What is interesting about this, is that it is actually a form of speculating. What is speculating? It is to “form a theory or conjecture about a subject without firm evidence.” In this example, the conclusion or theory is that ‘your partner is an ass’ and that’s why he forgot to buy tooth paste. You don’t have any firm evidence, because you’re just using your own memories and experiences as a reference and assuming that they provide you with solid proof, but they don’t really. In terms of what happened ‘right now’, in that ‘that’ moment – all you’ve got is that your partner forgot to buy toothpaste, everything else that you think about it or feel about it, is based on speculation.

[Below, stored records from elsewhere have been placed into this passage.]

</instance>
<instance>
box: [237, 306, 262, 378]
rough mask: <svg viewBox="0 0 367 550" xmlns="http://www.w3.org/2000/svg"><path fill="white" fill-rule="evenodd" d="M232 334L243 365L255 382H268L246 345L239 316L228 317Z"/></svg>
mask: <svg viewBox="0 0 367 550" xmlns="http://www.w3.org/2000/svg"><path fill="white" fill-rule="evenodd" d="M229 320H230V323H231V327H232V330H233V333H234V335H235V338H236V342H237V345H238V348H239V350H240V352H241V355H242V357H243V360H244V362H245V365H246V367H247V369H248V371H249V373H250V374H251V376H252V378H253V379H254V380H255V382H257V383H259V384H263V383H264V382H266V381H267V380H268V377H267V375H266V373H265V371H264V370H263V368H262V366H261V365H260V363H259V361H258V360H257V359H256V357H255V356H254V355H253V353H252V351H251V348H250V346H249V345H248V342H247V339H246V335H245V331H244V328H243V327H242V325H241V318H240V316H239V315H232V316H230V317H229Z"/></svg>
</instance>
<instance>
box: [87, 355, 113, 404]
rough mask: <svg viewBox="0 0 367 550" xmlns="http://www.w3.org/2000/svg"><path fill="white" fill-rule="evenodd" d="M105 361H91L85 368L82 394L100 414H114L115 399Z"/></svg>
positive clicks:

When it comes to speculating in the financial market, the same happens – you’re looking at different indicators and factors, what direction things seem to be moving in – from that you make assumptions about what will happen in the future and from there, you make your investment decisions. You have no certainty beforehand, you’re only interpreting data and trying to derive ‘meaning’ from it and then trying to project this meaning in the future to see where you would best invest. Speculation in the financial market is an investment with the hope of gain, but with a risk of loss – wherein your decision-making is based on assumptions/conjectures/guesses. In other words: you’re placing a bet, you’re gambling.

If we bring this back to our personal lives where we interpret what happens in our physical reality by filtering it through our inner experiential reality, we’re actually placing a bet as well. It is a choice, for instance, to believe your perception and interpretation that ‘your partner is an ass’ to be true – you’re betting on it being true. And what are you placing in the balance? The future of your relationship.

You have to remember, we’re slowing things down here – in those moments, it all happens in a blink of an eye. You ask your partner about the toothpaste – he says he forgot – and next thing you’re already saying ‘Gee, you’re such an ass!!’. Everything that we looked at here, happens in that tiny fraction of a moment between hearing he forgot the toothpaste and speaking to him in response. Because it all moves so fast, we often don’t realize how it is in those fractions of moments that we’re actually busy creating/starting an inflation bubble. Yet, it’s in those fractions of moments that the first point of responsibility lies: you interpreted, you chose, you made a bet – and went forward with it.

What do I mean with ‘and went forward with it’. Once you’ve interpreted your partner’s forgetfulness as meaning that ‘he’s an ass’ – then that is how you see him, how you will speak to him, how you will approach him. In other words – you’re actually no longer speaking to your partner as the person standing in front of you, you’re speaking to your own interpretation of who you perceive your partner to be. This is the moment where you’re creating a shift/rift in your reality – from remaining grounded in the physical reality – to entering a ‘bubble’.